Qualified housing expenses have a cap for foreign housing exclusion or deduction. Typically, housing costs are capped at 30% of the highest foreign-earned income exclusion. The limit on the foreign tax home will depend on where it is located and how many qualifying days are present in the tax year. Review the current, future, and past exclusion limits for earned income and housing.
To calculate your foreign housing amount, subtract the base housing amount from your total foreign housing expenses. The base amount can be found on Form 2555 and is calculated based on the maximum foreign earned income exclusion. Or, simply prepare your return on eFile.com and let our tax app calculate the amounts for you!
Only count reasonable housing expenses for yourself, your spouse, and dependents (if they lived with you) during the part of the year you qualify for foreign earned income exclusion. Exclude lavish expenses and expenses related to buying property, furniture, or improvements that increase property value.
Note that there is a limit on how much you can spend on housing expenses, which varies based on your location. It is important to keep in mind that your foreign housing expenses cannot exceed your total foreign earned income for the taxable year.
Calculate your foreign housing exclusion before your foreign earned income exclusion. You must claim the full amount of housing exclusion you are entitled to. If you exclude foreign housing amounts, you cannot claim a foreign tax credit or deduction for those taxes. Otherwise, your housing exclusion may be invalid.

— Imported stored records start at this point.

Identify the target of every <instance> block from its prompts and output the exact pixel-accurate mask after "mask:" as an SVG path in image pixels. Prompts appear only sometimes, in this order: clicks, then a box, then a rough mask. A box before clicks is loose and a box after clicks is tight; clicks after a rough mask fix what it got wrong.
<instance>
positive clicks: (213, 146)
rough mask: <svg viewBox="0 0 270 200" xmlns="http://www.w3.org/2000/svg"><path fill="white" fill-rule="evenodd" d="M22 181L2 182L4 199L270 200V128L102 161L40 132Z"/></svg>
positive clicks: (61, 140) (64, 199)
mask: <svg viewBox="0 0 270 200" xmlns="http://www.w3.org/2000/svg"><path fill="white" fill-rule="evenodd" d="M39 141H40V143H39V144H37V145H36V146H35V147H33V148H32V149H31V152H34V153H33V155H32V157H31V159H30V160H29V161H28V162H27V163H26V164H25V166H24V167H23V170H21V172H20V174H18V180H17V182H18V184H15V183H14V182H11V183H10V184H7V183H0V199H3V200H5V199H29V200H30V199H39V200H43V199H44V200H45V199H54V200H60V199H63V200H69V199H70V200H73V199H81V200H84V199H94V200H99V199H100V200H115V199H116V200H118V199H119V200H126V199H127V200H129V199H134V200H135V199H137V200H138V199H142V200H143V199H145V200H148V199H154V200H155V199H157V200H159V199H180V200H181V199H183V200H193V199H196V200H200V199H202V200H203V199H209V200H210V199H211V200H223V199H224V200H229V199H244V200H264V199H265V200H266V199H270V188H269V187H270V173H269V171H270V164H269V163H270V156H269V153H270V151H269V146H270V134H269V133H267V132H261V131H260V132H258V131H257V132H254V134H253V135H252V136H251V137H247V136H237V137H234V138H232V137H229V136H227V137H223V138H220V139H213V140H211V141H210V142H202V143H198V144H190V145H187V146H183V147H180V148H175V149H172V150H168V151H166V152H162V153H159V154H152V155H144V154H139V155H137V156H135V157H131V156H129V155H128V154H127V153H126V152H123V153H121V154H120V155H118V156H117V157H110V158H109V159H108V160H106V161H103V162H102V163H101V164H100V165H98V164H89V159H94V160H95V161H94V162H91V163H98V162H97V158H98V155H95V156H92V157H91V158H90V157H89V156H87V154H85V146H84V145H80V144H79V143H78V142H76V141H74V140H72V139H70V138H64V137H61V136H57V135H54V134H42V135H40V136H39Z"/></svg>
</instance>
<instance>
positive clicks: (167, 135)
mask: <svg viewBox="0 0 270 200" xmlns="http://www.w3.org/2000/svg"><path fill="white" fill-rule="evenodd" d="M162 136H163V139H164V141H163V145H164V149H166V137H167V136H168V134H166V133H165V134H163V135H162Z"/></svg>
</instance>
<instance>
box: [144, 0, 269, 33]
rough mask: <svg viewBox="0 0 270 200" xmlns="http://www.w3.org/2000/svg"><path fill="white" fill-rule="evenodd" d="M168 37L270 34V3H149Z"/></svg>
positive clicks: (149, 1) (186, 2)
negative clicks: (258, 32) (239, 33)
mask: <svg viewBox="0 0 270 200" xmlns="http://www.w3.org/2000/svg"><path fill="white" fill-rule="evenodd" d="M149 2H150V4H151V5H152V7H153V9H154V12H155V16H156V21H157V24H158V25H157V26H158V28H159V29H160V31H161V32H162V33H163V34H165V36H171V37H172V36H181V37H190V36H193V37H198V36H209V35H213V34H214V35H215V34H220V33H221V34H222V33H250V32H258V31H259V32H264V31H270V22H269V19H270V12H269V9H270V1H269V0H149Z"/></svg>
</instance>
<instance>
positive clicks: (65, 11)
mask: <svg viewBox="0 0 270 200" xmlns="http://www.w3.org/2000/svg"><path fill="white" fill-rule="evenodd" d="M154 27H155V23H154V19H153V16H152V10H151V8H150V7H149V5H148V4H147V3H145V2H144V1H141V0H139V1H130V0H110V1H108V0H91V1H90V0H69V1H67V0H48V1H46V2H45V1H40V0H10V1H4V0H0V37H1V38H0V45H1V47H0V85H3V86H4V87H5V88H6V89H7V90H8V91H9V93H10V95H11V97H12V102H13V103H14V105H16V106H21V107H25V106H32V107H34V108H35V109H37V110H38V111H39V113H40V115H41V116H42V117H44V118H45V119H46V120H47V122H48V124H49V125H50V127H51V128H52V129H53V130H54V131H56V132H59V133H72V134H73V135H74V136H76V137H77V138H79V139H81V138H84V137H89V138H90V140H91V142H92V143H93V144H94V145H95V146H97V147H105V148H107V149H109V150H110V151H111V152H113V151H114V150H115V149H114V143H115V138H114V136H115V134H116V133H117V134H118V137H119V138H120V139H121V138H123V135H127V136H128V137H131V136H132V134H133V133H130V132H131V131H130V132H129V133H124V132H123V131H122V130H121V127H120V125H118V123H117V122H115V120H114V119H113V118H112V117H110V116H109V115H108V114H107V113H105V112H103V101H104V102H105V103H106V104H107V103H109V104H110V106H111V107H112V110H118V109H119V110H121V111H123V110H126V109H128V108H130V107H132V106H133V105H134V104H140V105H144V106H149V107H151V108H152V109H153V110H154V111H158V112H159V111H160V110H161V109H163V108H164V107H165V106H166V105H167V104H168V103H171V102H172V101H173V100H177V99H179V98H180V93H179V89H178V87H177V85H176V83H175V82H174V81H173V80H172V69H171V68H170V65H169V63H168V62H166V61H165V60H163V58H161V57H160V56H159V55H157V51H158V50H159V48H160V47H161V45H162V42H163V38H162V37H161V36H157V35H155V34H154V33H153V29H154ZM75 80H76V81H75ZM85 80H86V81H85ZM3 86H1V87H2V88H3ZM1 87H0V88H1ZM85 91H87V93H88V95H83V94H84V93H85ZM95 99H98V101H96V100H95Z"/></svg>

While e-filing your taxes, note that foreign housing deduction must not exceed foreign earned income minus foreign earned income exclusion and housing exclusion. You cannot claim both deductions and exclusions unless you're self-employed. These deductions lower your income tax but not your self-employment tax.
Whether you're e-filing for this year or getting some back taxes done, the above information should more than cover any questions you had about getting the FEIE and keeping more of your money in your pocket.